The combined cost to purchase and re-tool the plant would be $1.9 billion. The study shows that, with that upfront investment, the nationalized plant would break even in four years and begin turning a profit in the fifth. But, we shouldn’t have to pay a cent to purchase the plant from GM. Why? Because we’ve already paid for it, many times over. Auto-workers have paid for it too. For years, they have given concessions, accepted layoffs and taken pay cuts in order to keep the plant profitable and to keep jobs in the community. Plant workers have not seen an increase in wages since 2007. In 2016, a two-tiered contract saw new employees earning $20.92 an hour, about $15 an hour less than longer-term workers, and taking 11 years to get to the top rate.
And then there’s what GM has taken. In 2009, after the financial crash, GM received a combined $10.8-billion bailout from the Canadian and Ontario government. Ottawa refuses to disclose the conditions of the bailout or how much GM has repaid. What we do know is that Canadians were left on the hook for $2.8 billion.
If GM still owes us $2.8 billion dollars, then it’s not their plant, it’s ours.
The company has long cried poor. Yet, last year the company made $11 billion in profit. Apparently that was not enough, since they still decided to move the jobs to Mexico, potentially destroying a town that has given them a century of labour.

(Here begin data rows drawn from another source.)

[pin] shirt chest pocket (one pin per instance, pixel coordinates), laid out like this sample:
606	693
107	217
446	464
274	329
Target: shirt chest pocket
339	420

Our fight should not be with Mexican workers making $6 an hour. Our fight should be with the executives of GM, and the governments that collude with them to bleed workers for the sake of more and more profit. Last year, Mary Barra, the CEO of GM, made $122 million, 281 times the median employee. Last year, Trudeau’s government quietly wrote off GM’s outstanding debt. So far, they have refused to discuss nationalizing the plant.
GM has exploited workers for decades, and Canadian governments have enabled them. Now, workers from across unions, along with environmentalists, and social justice activists have banded together to fight for a common vision. That vision is gaining momentum. The feasibility study has given advocates the actual figures to force governments to respond.
Like climate change, the threatened closure of the Oshawa plant is a crisis. But it is also an opportunity. It provides workers and their unions a chance to forge new links of solidarity, and to actively build the world we want, here and now. To win, they will have to be bold and resist anyone who urges calm in the face of a crisis. They will also need support, including endorsements from the labour movement, and people demanding that politicians commit to the plan. (Please sign and share their online petition.) And if auto workers decide to take over the plant themselves, they will need all of us to stand with them. Nationalizing the GM plant could be a first step in guaranteeing good, unionized jobs and a more sustainable and just economy for all.
James Hutt is a labour organizer, writer, and climate activist on unceded Algonquin Anishinaabe territory (Ottawa).